The rate on my Homeline LoC through Royal Bank is currently at 3.5%. I also know that ING Direct's HELOC is 3.65% right now.


----------



## Eclectic12 (Oct 20, 2010)

Daryl-Manitoba said:


> The rate on my Homeline LoC through Royal Bank is currently at 3.5%. I also know that ING Direct's HELOC is 3.65% right now.


My HELOC is still 3.00% .... hopefully there are no letters in the mail! :rolleyes2:


Cheers


----------



## DanFo (Apr 9, 2011)

I just got my LOC @ prime +4.5 so 7.5%.....I probably could get a better rate if I went in to the bank instead of doing it online but the purpose of my LOC was take advantage of a Credit card reward program and I never intend to actually borrow from it..... else I would have went with a secured LOC


----------



## balexis (Apr 4, 2009)

Daryl-Manitoba said:


> I also know that ING Direct's HELOC is 3.65% right now.

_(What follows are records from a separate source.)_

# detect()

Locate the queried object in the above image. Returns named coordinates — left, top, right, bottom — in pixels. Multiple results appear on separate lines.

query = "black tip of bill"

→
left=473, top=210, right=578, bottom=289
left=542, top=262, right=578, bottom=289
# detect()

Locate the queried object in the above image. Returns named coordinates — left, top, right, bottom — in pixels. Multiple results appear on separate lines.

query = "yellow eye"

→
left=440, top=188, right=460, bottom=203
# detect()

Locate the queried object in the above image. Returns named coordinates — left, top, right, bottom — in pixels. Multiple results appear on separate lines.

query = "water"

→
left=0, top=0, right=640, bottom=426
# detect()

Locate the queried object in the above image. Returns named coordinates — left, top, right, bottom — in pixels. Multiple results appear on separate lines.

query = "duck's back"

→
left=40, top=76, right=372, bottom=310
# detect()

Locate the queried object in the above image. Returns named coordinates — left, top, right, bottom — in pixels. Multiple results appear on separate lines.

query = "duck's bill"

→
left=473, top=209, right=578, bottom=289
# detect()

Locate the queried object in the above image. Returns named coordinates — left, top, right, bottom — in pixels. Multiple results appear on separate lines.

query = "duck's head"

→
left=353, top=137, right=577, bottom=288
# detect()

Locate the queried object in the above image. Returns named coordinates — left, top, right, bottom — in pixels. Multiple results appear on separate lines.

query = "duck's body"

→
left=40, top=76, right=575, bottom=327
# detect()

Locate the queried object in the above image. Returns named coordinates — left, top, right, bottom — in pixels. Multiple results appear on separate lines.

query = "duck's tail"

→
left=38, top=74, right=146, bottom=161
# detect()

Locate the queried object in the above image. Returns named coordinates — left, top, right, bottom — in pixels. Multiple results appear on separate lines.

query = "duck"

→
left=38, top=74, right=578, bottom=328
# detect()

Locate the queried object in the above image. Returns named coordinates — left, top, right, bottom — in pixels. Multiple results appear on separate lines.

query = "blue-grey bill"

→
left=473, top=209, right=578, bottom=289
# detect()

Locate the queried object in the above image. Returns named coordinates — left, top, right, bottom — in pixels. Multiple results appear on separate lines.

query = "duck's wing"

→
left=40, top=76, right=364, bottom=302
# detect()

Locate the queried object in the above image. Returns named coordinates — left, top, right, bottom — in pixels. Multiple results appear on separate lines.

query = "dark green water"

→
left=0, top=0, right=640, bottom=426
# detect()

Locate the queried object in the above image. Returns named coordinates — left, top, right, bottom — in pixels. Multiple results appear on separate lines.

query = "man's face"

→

ING now has HELOC? I thought they didn't do that in Canada...


----------



## Just a Guy (Mar 27, 2012)

With the TD Helocs you can lock in portions at current mortgage rates, not sure if you can do the same with unsecured ones. It's a great idea to do this, lower rates and it pays down the loan, plus the rates are locked in.


----------



## Daryl-Manitoba (Sep 14, 2010)

Balexis, I don't know anyone who actually has one but they do advertise a rate for one on their Mortgage page.


----------